Volume di Interlinea per l'anniversario dell'istituzione diocesana con i testi dei direttori da don Aldo Mercoli a don Giorgio Borroni con centinaia di immagini: il volume disponibile presso la Caritas

“Caritas Novara. Album di famiglia dei primi 50 anni” è il titolo di un volume fotografico stampato da Interlinea e Italgrafica per festeggiare il messo secolo dell’istituzione diocesana fondata da don Aldo Mercoli e diretta negli anni da don Natale Allegra, don Francesco Gagliazzi, don Dino Campiotti e oggi da don Giorgio Borroni (richieste allo 0321 661685). È l’attuale direttore che scrive: «I compleanni sono sempre occasioni di bilanci e vorremmo che i primi 50 anni della Caritas diocesana di Novara fossero l’appuntamento per interrogarci se siamo rimasti fedeli al mandato che Paolo VI diede a tutta la Caritas italiana nel momento della sua istituzione».

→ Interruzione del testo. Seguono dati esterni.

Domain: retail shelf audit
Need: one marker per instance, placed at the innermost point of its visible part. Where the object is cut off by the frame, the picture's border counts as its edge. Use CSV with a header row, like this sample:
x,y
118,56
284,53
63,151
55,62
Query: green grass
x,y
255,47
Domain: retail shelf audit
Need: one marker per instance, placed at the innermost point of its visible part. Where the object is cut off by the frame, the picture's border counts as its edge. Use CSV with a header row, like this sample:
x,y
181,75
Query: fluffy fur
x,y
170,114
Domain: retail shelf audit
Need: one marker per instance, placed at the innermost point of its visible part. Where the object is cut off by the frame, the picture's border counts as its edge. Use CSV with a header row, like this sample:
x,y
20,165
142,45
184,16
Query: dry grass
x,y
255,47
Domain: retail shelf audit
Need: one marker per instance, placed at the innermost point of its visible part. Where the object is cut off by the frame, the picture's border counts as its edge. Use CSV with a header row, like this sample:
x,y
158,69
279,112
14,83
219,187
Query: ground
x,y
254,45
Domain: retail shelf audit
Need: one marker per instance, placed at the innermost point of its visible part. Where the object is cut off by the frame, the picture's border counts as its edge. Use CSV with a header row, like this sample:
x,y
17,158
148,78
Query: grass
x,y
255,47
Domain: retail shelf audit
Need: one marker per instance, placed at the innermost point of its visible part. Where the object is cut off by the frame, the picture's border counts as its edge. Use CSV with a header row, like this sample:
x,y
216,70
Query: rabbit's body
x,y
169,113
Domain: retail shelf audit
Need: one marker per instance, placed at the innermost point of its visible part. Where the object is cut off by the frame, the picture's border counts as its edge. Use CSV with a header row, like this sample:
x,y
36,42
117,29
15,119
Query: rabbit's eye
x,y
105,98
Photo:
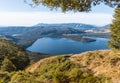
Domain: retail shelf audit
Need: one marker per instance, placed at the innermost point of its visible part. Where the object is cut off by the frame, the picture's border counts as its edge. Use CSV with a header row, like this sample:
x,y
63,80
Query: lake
x,y
66,46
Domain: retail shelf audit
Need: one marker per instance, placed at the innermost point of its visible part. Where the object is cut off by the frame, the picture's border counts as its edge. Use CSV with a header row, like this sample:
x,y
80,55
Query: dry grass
x,y
102,62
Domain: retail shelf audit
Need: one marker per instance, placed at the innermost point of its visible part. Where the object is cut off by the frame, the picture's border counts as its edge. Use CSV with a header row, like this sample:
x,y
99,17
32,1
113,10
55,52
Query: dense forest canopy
x,y
73,5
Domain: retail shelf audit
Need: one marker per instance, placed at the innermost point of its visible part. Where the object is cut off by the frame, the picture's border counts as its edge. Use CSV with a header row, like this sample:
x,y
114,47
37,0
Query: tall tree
x,y
73,5
115,31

La Caritas nasce a Novara nel 1972 non come un gruppo supercaritativo, a volte addirittura in competizione con altri enti e associazioni che erogano servizi. Scrive don Borroni. «in questi 50 anni i direttori della Caritas novarese che si sono succeduti hanno, in primis, avuto come riferimento del loro impegno e del loro lavoro le comunità cristiane, capaci di rimettere con coraggio al centro del proprio agire pastorale i poveri. Una Caritas parrocchiale nasce e si sviluppa non solo per assistere i poveri, ma per ricordare alla comunità cristiana che i poveri li avremo sempre con noi. Ci si accorge troppo di una Caritas che genera servizi e che viene interpellata e invocata nelle emergenze ed emerge poco una Caritas che anima alla carità, che forma le coscienze e che educa alla prossimità e alla solidarietà tutta la comunità cristiana».

Le sezioni del libro, curato da ex volontari come Roberto Cicala ed Ettore Colli Vignarelli con la collaborazione di Claudia Sgarabottolo, ritmano i settori di maggiore impegno. Emergenze tra terremoti e gemellaggi; l’impegno civile di giovani e obiettori di coscienza, gli anziani sempre protagonisti; lasciarsi educare dagli ultimi: dai poveri ai migranti; animazione alla carità sul territorio, impegno per il futuro.

Si legge nella presentazione: «C’è ancora tanto da fare, ma la direzione e il solco tracciati dai due “don Aldo” (Del Monte e Mercoli), antesignani e fondatori della nostra Caritas, sono quanto mai chiari. Continuiamo a camminare su questa strada, 50 anni dopo!»